Twenty years of fighting polio in India

Shri K. Sankarnarayanan, governor of Maharastra, India, administers the polio vaccine to a child being held by former Trustee Ashok Mahajan.

Shri K. Sankaranarayanan, governor of Maharashtra, India, administers the polio vaccine to a child being held by former Trustee Ashok Mahajan. Looking on is the governor’s wife (left) and Rajashree Birla, who has contributed more than US$8 million for polio eradication.

By former Foundation Trustee Ashok Mahajan

Since 1993, I have been deeply involved in the polio eradication program, Rotary’s top priority, both as a member of Rotary and in various leadership positions. I have many strong memories of the challenges, triumphs and setbacks we’ve faced along the way as we pursued ending this crippling disease in my country.

One thing I will always remember is the extensive efforts we made to build goodwill and acceptance of polio immunization in the Muslim community and among religious leaders.

My first extensive involvement with the campaign came in 1997, as I worked on polio immunizations in Bhiwandi, a community rampant with polio cases. I was tasked with working with the Muslim population to gain their acceptance and we were able to proceed with immunizations.

Next, I began to work in Mumbai to increase acceptance of the polio vaccine among Muslims there. I visited the Baba Makhdoom Shah Baba Dargah temple and through repeated meetings convinced the imam to issue his support for polio eradication. The imam agreed to announce our activities after the weekly Friday prayers, and educate people about our intentions, which convinced many people to have their children immunized against polio. As people began to accept the vaccine, resistance dropped in the Muslim community, and in due course, Mumbai became polio-free.
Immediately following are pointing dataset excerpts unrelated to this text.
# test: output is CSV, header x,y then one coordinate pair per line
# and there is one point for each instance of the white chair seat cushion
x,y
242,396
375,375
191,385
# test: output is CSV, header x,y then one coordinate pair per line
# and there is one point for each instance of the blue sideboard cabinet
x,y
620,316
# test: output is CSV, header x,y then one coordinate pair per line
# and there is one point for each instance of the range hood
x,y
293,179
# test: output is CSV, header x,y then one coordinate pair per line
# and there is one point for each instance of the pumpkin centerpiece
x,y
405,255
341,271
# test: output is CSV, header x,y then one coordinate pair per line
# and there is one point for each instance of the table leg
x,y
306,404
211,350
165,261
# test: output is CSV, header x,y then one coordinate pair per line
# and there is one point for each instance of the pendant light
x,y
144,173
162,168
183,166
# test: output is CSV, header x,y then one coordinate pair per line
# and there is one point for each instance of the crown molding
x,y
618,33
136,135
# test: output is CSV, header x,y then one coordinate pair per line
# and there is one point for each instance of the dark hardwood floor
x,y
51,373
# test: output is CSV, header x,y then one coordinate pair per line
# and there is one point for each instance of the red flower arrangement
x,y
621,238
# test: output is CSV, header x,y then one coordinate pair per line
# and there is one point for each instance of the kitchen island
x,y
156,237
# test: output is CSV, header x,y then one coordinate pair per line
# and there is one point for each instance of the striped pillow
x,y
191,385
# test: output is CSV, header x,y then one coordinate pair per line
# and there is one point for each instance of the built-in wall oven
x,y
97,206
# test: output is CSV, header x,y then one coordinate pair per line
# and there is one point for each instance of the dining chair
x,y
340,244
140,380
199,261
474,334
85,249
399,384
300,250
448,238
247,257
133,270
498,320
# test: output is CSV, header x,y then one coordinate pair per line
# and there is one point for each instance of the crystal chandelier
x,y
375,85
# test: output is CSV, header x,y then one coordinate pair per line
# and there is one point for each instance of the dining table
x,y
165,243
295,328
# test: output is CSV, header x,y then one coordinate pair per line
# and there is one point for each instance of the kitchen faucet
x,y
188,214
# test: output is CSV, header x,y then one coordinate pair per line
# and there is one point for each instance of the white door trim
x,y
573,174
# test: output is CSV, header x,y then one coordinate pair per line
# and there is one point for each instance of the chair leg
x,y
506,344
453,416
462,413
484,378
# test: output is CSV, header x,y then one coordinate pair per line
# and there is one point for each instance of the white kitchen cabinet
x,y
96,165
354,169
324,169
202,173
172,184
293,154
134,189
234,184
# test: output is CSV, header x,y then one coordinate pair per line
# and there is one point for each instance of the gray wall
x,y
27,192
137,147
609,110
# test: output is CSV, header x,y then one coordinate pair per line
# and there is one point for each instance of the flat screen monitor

When Uttar Pradesh in northern India became notorious as the epicenter for the virus, I was able to use my experience in Mumbai to make a difference. In 2006, Rotary’s National Committee came up with the idea of reaching out to imams, ulemas and other Muslim religious leaders to tackle resistance in the community. An initial meeting drew more than 90 religious leaders from all over Uttar Pradesh and we were able to convince them that polio immunizations are a common good for children of all religions, castes, races, and creeds.
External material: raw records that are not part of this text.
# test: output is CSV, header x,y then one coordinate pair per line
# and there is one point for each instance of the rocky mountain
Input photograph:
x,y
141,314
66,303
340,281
The ulemas suggested forming a committee dedicated to convincing the Muslim community to take part in immunizations. Meeting in various locales, they gained promising results. I and many other Rotary members, especially from clubs in Uttar Pradesh, traveled extensively to all the districts in the state. Our continuous efforts to involve the Muslim community in convincing their own to be immunized proved pivotal.  The Ulema Committee played a key role in making National Immunization Days and Subnational Immunization Days successful in Uttar Pradesh, reducing polio rates in high-risk communities.

We have come a long way from the early years when India reported cases every day. India has now gone three years without a reported case. I personally feel the journey has been an overwhelming experience. I’ve benefited from the camaraderie and strength of Rotarians, and through the process discovered a greater resiliency and resolve than I’ve ever known before. We kept our hope as we struggled through lows, fought to overcome increasing case counts, and persevered against all odds to make India polio-free.